By Alysha Webb, Editor and Publisher
Private equity investment in dealerships can take many forms. There is, of course, the acquisition of an entire dealership group, or just a dealership or two. But a growing approach involves private equity taking only a minority stake.
With a minority stake, the investor gets a steady income stream and a good return without the hassle of actually running the business. The dealership owner gets a source of expansion funds and more security in an uncertain sales environment.
“Everybody has an appetite for [investing in] an auto dealership now because of the less cyclical nature of returns,” says Faris Syed, managing partner and CEO at Strategic Automotive Resources LLC, a buy sell advisory firm in Orlando, Fla.
Syed is working on several minority stake deals with private equity investors. One is a single-point selling around 600 new cars a month, the other a dealership group with six rooftops, he tells Automotive Buy Sell Report.
The investors’ main concern – return on investment – is satisfied. Meanwhile, the dealer retains management control and has access to expansion capital “at a much cheaper price than a bank loan,” says Syed.
A minority stake usually implies owning from 20 to 49 percent of the business, says Jonathan Wilke, managing partner in the Fort Worth office of DHG Dealerships, a part of Charlotte, N.C.-based accounting firm DHG LLP. It can involve one investor or a group of investors or investment funds.
While any deal involving private equity is complicated, he says, a minority investment in a dealership can much simpler than an outright acquisition in some ways.
For the investor, the regulatory requirements are less stringent, Wilke tells Automotive Buy Sell Report.
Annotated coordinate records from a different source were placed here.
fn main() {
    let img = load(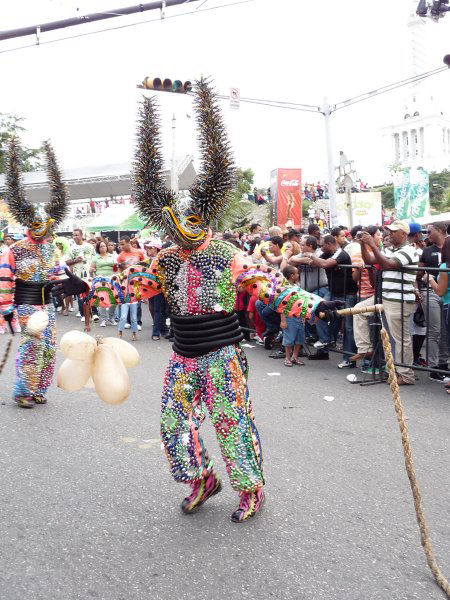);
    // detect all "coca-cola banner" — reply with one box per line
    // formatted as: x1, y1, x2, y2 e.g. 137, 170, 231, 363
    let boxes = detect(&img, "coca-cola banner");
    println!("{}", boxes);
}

For example, fewer disclosures are involved.
Getting approval from the manufacturer or manufacturers is also easier, says Mark Johnson, president of MD Johnson, Inc., a buy sell advisory firm in Seattle, Wash.
The deal structure has to be one where the dealer operator has the voting shares and controls the business, he tells Automotive Buy Sell Report. And it can’t be short-term. The manufacturers want “evergreen money,” says Johnson.
“They have guidelines; if you don’t have those guidelines in your agreement, [the manufacturers] kick it back to you,” he says.
But the manufacturers are mainly concerned with selling as many cars as possible, says Johnson. If a minority investment allows a dealership to grow by providing additional liquidity, it is likely to be approved.
That approval also happens much more quickly than a full acquisition approval, says Syed, sometimes as quickly as 30 days.
Another benefit: The investor can learn about the dealership business, which makes future acquisitions easier, says Johnson. He sees a growing interest from private equity investors in taking a minority stake.
Private equity investors “are figuring out this business is complex and they don’t want anything to do with having to take over the operations of the dealership. They want the operators married to them in the deal,” says Johnson.
Since return on investment is the main objective of the private equity investors, Syed advises the dealers that they may have to take a lower Blue Sky multiple than what the market says it should be to achieve that return.
“We explain to the dealer that if you take a lower multiple now, you will have access to this longer-term capital,” he says.
And private equity money is not a loan, so it won’t show up on the financial statement as debt, Syed points out.
“[The dealership’s] debt ceiling doesn’t go up [and] the factory is happy,” he says. “It is a win-win situation for everybody.”